Я в ответ пробую улыбнуться, пожать плечами. Остальные орут, перебивая друг друга: – «За колами! За колами!» – «И-и-эх, мальчишки, мальчишки!.. » – кудахчет медсестра сытым довольным смехом. И – шепотом: «Смотрите, мальчишки. Будете баловаться, придумаю вам такое специальное детское наказание, знаете?»

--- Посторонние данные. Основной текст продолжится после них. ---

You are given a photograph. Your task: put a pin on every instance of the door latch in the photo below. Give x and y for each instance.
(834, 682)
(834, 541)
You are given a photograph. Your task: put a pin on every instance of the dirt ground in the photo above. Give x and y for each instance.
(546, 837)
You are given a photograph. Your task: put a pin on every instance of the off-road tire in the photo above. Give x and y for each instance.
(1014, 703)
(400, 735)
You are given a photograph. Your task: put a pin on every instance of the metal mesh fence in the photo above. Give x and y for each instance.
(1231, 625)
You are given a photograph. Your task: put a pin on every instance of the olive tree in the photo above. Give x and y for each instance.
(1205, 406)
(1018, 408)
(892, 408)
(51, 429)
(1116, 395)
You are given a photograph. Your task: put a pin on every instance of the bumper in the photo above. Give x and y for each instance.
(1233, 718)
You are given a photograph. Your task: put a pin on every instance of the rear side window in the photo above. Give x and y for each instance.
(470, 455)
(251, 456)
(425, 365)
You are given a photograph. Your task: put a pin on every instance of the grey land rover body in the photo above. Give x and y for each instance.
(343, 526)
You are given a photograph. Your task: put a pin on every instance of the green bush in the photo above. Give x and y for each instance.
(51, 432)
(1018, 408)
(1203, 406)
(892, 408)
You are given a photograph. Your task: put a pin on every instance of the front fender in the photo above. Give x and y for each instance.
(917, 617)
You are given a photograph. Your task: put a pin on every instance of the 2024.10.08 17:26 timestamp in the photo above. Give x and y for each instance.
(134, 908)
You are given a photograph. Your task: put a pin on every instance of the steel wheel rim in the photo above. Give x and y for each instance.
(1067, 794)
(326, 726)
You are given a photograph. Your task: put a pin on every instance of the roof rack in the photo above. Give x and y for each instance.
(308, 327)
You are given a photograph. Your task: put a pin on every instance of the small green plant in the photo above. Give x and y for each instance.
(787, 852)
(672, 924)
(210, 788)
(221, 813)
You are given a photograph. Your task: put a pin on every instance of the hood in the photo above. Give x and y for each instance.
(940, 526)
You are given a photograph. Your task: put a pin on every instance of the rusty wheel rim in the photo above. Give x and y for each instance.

– А мы вам тогда придумаем такое специальное женское наказание, знаете? – в тон ей отвечает Сережа Кашников. Все раздеваются догола, и я вижу, что задницы у многих моих одноклассников свежевыпороты. – «У Аксенова лицо красное. Пороли!» – убежденно сообщал Кашников кому-то – «А где? Кто? За что ему досталось» – спрашивали остальные. Я заметил, что мальчики криво улыбались, демонстрируя другу другу следы наказания, косились, здоровались как-то по особенному, шептались между собой, удивленно округляя глаза, словно спрашивая: «Ну, что было вчера? И как ты после этого?» – «А меня рушником таким перешитым мать как свиста-не-е!» – «А мне отец – бли-ин! Говорит: если я когда-нибудь совру или кого-нибудь при-ида-ам!..» – «Аксенову хорошо, его дома никогда не бьют. Ему, наоборот, все покупают…» – Медсестра под руку пыталась подвести меня к ним и говорила что-то певучим голосом, словно рассказывая сказку. Она говорит, а у меня почему-то чешется в горле и хочется кашлять, но вместо кашля толчками вырываются рыдания. Одноклассники смотрят на меня снисходительно, словно что-то прощая. Как будто они долго-долго пытались меня в чем-то убедить и вот, наконец, им это удалось. Кашников разглядывает мои рубцы: «Это – что! А вот посмотри, как Кадысенко вчера влетело!» Кадысенко еще только услышал, что про него говорят, а голова моя уже начала кружиться от того, что предстояло увидеть. Развернувшись ко мне спиной, он нехотя прошел раскорякой несколько шагов. – «Ну, – подвел итог Кашников. – Понял теперь? И ты так будешь жить.»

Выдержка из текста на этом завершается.